Regardless of the nature of the interactions, Bennett references Jun and Von Franz stating that “the Templars were spiritually influenced by certain movements of Islam” and “borrowed much of their constitution of their order from this […] sect.” He quotes Konrad Bercovici in 1929 “relating the Reefer Madness of his day” in saying,
“These cavaliers had brought home the deadliest of narcotic weeds, hashish, Cannabis Indica, the use of which changes men into ferocious beasts. Under its influence the kindest individuals become monsters and murderers.”

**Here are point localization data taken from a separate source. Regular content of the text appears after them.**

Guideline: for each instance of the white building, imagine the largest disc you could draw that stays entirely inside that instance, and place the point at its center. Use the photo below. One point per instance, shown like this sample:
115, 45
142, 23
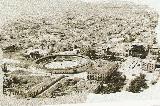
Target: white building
148, 65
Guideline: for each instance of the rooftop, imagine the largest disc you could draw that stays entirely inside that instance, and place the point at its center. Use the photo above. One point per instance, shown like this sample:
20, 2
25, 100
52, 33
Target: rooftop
104, 67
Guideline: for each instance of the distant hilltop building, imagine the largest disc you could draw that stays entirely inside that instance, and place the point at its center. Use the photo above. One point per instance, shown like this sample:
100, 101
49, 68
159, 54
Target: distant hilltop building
101, 72
148, 65
1, 53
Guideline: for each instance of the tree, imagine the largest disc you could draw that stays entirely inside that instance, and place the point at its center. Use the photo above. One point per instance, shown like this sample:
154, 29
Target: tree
113, 83
138, 84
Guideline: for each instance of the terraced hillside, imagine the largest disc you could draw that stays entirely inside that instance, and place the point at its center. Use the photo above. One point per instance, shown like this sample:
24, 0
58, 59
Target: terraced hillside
81, 25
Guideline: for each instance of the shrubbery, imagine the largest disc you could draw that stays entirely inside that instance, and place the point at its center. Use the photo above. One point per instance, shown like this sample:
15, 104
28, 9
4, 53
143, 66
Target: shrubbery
114, 83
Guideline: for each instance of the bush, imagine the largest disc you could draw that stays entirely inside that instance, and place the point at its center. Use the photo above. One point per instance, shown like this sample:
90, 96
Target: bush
138, 84
114, 83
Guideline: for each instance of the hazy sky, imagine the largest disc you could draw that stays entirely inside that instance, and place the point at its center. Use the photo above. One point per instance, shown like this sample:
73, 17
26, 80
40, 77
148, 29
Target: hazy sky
14, 8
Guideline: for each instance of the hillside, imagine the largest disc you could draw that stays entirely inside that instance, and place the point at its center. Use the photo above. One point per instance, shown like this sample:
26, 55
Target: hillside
82, 25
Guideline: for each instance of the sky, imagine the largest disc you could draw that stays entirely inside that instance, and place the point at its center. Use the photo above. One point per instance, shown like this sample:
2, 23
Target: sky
11, 9
14, 8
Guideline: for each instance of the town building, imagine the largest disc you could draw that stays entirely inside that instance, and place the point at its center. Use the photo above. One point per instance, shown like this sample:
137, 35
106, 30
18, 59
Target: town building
148, 65
101, 72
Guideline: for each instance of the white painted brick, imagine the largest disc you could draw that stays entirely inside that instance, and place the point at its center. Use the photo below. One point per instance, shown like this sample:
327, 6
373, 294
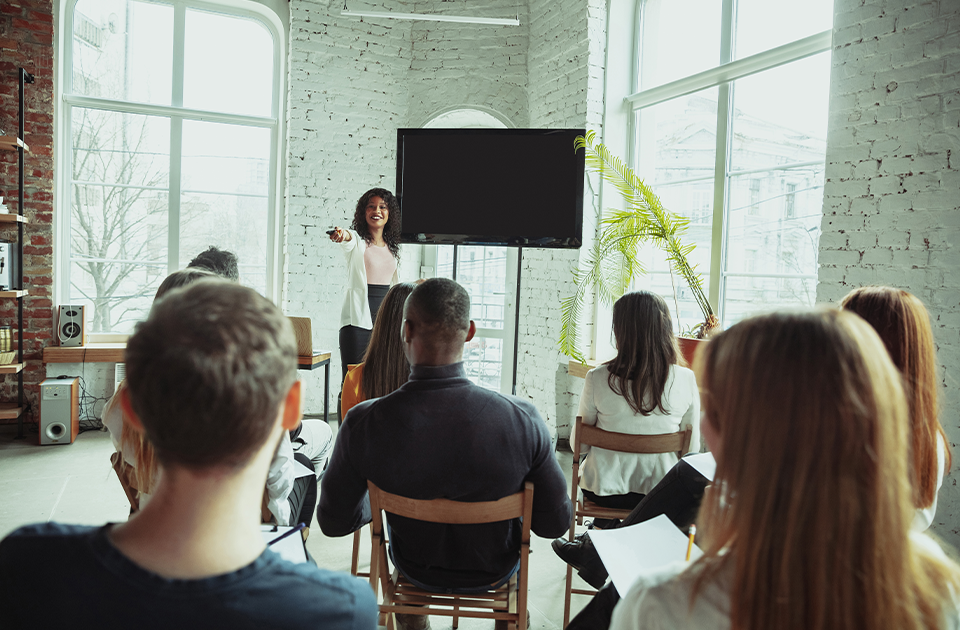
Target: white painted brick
909, 234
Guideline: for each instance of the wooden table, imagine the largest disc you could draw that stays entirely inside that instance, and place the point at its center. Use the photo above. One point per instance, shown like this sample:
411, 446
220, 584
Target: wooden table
113, 353
319, 359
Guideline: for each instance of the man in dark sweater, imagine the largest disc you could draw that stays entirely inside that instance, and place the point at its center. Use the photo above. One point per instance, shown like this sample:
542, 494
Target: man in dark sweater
211, 380
441, 436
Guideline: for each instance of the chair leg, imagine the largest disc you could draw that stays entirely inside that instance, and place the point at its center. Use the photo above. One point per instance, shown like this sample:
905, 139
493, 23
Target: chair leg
355, 561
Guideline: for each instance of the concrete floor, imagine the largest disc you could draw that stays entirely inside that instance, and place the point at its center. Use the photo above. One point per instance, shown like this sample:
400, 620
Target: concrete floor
75, 484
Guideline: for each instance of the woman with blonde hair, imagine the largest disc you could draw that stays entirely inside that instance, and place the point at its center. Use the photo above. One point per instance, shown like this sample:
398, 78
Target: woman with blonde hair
807, 524
903, 323
385, 367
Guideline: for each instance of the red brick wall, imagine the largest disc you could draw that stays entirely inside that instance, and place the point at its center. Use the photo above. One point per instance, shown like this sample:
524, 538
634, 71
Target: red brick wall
26, 41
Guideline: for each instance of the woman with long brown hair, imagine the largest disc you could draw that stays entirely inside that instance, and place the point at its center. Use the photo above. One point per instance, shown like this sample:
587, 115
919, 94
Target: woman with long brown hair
384, 367
641, 391
372, 250
807, 523
903, 323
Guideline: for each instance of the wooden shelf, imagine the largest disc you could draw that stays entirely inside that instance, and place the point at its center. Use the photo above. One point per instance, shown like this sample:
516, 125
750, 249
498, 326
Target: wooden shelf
10, 411
575, 368
95, 353
12, 143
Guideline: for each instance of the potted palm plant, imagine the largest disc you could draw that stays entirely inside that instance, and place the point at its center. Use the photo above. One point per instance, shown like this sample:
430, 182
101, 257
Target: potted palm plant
613, 261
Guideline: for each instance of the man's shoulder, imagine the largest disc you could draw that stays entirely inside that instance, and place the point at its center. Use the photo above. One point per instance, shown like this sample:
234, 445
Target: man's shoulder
47, 533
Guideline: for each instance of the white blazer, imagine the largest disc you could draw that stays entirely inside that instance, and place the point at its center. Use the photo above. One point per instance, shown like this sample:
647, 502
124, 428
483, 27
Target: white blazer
607, 472
356, 305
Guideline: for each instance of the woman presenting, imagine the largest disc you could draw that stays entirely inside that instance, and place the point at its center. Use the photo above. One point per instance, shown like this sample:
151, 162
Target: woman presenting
372, 248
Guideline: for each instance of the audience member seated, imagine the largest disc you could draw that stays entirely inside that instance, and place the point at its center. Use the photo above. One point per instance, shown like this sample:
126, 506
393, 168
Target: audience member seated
441, 436
211, 381
219, 261
385, 366
641, 391
289, 499
903, 324
808, 521
313, 439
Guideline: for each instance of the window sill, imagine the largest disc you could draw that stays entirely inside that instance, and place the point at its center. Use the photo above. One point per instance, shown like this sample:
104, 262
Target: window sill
91, 353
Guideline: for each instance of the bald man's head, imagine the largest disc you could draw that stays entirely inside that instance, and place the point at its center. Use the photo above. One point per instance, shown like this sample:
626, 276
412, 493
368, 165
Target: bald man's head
437, 322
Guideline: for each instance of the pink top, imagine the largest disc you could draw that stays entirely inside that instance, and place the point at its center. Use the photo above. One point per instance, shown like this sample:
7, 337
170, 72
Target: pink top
379, 263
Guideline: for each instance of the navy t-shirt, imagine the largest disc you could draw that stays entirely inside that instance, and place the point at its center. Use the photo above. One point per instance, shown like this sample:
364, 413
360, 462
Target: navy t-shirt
54, 575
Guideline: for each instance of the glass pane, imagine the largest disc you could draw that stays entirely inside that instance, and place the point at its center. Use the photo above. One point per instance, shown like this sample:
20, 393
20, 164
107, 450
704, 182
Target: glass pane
676, 153
750, 296
228, 64
678, 39
483, 360
482, 272
780, 116
123, 50
766, 24
225, 180
775, 189
118, 206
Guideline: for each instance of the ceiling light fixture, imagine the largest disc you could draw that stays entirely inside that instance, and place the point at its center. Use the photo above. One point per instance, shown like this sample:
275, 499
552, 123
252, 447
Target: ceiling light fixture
432, 17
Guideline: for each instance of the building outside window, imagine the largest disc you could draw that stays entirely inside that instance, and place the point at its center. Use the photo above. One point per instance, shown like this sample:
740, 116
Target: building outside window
170, 111
730, 106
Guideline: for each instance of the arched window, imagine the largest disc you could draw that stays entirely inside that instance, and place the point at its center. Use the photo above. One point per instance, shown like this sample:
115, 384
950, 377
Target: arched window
728, 112
169, 128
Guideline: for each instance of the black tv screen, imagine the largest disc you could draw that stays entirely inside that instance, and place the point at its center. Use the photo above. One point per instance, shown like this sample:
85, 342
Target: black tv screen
514, 187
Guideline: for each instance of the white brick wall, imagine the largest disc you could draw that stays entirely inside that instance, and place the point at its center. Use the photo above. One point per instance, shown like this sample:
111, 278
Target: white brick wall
567, 40
892, 194
353, 83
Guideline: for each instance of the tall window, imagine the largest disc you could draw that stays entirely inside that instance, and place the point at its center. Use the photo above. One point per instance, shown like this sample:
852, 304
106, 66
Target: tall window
171, 114
730, 103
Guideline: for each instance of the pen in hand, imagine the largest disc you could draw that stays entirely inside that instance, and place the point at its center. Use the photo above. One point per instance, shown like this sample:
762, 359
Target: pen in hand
693, 532
302, 525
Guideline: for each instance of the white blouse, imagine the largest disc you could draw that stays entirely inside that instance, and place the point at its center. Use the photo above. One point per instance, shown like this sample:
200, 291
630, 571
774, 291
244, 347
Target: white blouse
356, 305
661, 598
607, 472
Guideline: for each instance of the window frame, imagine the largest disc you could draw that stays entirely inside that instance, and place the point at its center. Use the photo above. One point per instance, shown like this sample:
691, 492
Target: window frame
722, 77
260, 12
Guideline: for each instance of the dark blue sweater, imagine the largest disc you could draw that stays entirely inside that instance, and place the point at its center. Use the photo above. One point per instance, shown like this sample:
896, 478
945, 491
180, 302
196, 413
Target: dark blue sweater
441, 436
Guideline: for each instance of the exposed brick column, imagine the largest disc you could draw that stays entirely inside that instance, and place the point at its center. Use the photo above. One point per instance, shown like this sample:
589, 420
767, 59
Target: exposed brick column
26, 41
891, 204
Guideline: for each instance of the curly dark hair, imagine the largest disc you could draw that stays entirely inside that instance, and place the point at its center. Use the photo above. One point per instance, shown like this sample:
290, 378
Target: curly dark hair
391, 231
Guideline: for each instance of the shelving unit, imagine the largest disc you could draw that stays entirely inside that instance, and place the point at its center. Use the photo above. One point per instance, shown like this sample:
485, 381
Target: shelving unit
16, 143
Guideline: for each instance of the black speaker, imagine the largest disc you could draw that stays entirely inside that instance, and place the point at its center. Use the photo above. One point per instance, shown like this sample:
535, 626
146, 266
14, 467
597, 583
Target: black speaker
71, 329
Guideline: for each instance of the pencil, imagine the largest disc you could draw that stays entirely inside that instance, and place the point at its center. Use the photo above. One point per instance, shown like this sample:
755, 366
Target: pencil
693, 532
296, 529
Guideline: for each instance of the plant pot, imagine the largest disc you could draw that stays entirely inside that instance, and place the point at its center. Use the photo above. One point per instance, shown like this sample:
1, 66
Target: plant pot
688, 348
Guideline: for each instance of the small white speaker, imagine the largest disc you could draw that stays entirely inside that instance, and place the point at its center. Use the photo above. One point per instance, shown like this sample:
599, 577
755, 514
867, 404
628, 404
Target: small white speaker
71, 327
59, 410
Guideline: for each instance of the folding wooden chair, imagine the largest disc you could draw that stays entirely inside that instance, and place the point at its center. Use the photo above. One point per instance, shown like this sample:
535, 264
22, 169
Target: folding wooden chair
509, 602
588, 435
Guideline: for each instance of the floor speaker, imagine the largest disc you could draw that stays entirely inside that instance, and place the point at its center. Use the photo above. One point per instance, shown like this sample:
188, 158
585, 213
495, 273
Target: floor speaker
71, 329
59, 410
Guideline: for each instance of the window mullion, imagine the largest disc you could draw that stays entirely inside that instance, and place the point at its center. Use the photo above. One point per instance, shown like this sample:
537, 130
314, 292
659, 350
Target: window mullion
720, 193
176, 139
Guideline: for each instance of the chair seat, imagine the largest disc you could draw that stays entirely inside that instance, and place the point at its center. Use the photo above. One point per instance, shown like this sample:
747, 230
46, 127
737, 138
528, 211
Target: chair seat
411, 599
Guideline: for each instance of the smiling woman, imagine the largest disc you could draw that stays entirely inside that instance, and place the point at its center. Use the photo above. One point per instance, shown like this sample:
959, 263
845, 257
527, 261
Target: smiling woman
372, 248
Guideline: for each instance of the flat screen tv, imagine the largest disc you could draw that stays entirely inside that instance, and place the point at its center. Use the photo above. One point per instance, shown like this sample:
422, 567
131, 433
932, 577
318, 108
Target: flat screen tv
513, 187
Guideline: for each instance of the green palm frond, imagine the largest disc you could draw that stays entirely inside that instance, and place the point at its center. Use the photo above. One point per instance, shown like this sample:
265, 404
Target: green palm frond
613, 260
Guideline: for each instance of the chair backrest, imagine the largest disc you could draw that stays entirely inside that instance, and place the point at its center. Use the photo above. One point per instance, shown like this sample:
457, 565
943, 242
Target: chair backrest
456, 512
588, 435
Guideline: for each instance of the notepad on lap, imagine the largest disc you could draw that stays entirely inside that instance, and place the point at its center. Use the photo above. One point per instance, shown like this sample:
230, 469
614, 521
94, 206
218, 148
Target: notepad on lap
629, 552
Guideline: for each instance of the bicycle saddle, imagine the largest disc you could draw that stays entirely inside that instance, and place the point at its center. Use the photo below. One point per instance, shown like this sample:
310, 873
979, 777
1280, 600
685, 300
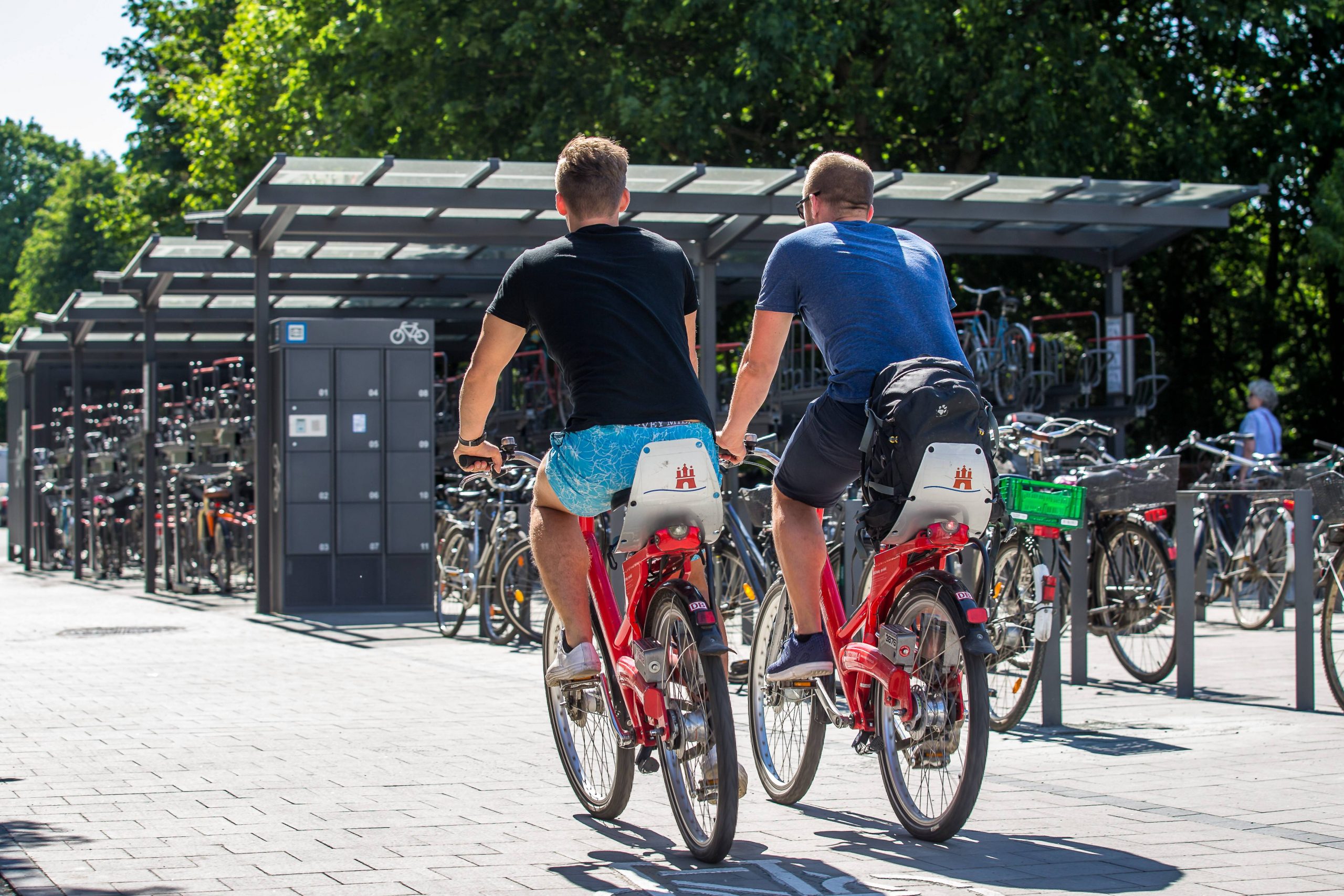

And indeed “a cult of hashish flourished in Europe after the Knights returned to France,” (Pinkham, 2004) so even though one can imagine that they weren’t crazed warriors because of the weed, they were certainly bringing back the goods.

Professor Georg Luck of Johns Hopkins University thinks that the famous Holy Grail myth itself had to do with cannabis.


“Members of [the Hashashins] drank or smoked hashish in order to become immortal […] The idea behind [hashish wine] may give us a clue to the concept of the Holy Grail, which […] was supposed to be a substance, or an object […] that vouchsafes happiness on earth and bliss in heaven to a chosen few.”
The Templars apparently also made their own aloe-based hemp lotion called Elisir of Jerusalem and used it as a topical antiseptic, fungicide, and bactericide. They certainly weren’t afraid to probe the limits of what cannabis had to offer. Knowledge of its uses spread to the point that recipes for marijuana wines and tinctures began to appear in European alchemical and medical texts.
The Knights Templar certainly weren’t outright pot dealers, but it’s undeniable that their interactions with the Middle East influenced the culture back in their native Europe. Chris Bennett has spent over 25 years studying the role of cannabis in magic and religion and says that while the Templars spreading cannabis throughout Europe is speculative when arrests were made at Templar sites in 1307, they were found with 42 pounds of cannabis.